Mullens describes Dutton as a “firm and compassionate leader” and mentions him frequently during an interview with the Herald.
Albanese also spent time in western Sydney early in the election campaign; Charlton says he is popular in the area.
“The prime minister has always been an asset here in Parramatta,” he says. “I think people like his values and they like him.”
Andrew Charlton (second from right) campaigning in his electorate with Prime Minister Anthony Albanese in March.Credit: Steven Siewert
According to election betting markets Charlton is favoured to win the seat, but Parramatta can produce the unexpected, says Andy Marks, the executive director of the Centre for Western Sydney at Western Sydney University.
“We’ve been watching these polls in western Sydney for a long time [and] we’ve seen an accelerated drift away from the major parties,” he says. “I think we’ll continue to see that, and I think seats like Parramatta will throw up some surprises, simply by way of the influence of preference flows through independents.
“If they are drifting away at an accelerated rate from major parties, what does that mean for candidates like Charlton, who has been very locally engaged?”
Bureau of Statistics data recently showed the centre point of Greater Sydney’s sprawling population is in the electorate of Parramatta (at the suburb of Rosehill).
The seat has been contested since Australia’s first federal parliament in 1901, although redistributions have pushed its boundaries back and forth. Several high-profile members have held Parramatta, including former prime minister Sir Joseph Cook and Sir Garfield Barwick, who resigned the seat in 1964 to become Chief Justice of the High Court.
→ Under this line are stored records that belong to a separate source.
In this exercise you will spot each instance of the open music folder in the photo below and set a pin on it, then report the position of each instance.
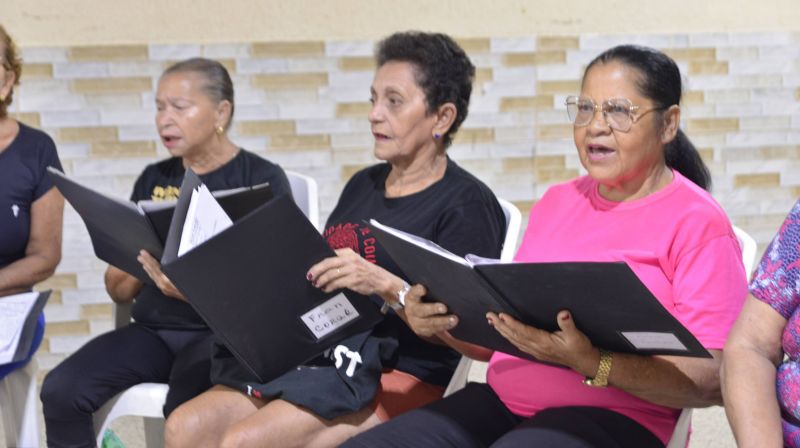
(18, 316)
(607, 300)
(248, 282)
(119, 229)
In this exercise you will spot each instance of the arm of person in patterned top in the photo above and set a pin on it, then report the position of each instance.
(43, 251)
(748, 375)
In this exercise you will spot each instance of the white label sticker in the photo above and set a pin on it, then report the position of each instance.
(653, 340)
(330, 315)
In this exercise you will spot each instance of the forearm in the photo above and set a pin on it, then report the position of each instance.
(675, 382)
(121, 286)
(22, 274)
(748, 385)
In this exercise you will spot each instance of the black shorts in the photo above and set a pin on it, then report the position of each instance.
(341, 381)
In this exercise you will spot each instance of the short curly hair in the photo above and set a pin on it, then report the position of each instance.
(11, 62)
(442, 70)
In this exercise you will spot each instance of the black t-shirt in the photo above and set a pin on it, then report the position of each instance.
(23, 180)
(459, 213)
(162, 181)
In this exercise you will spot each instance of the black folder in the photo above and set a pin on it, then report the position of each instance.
(119, 229)
(608, 302)
(249, 285)
(29, 326)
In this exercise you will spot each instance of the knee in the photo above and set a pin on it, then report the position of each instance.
(58, 391)
(181, 424)
(238, 436)
(243, 435)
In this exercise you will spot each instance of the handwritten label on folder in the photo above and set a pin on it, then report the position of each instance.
(329, 316)
(652, 340)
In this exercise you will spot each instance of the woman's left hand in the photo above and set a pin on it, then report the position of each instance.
(153, 269)
(567, 346)
(350, 270)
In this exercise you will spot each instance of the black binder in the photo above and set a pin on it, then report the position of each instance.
(29, 326)
(608, 302)
(119, 229)
(249, 284)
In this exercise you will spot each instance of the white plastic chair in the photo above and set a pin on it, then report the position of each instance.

Charlton points out the seat includes a “full on” central business district, nine university campuses, the vast Westmead health and innovation precinct, varied suburbs and diverse pockets of vibrant cultural life.
“I feel incredibly lucky to be the member of Parramatta,” he says. “I don’t think there’s another seat in Australia that has all that.”
Around 60 per cent of those in the Parramatta district were born overseas, and the electorate has large diasporas from China and India. In 2023, Charlton published a book about Australia-India relations which he says was inspired by the Indian community in his electorate.
Charlton and his family moved to Parramatta before the 2022 election, but he has made headlines for various property purchases since winning the seat. In 2023, Charlton purchased an apartment in the Parramatta CBD for $1.93 million, then last year acquired a $12 million house at Palm Beach with coastal views.
Mullens won’t say what she thinks of Charlton’s three years in office, but her posters plastered in shop windows around the area provide a hint: “A PROUD LOCAL”, they read in underlined, capital letters.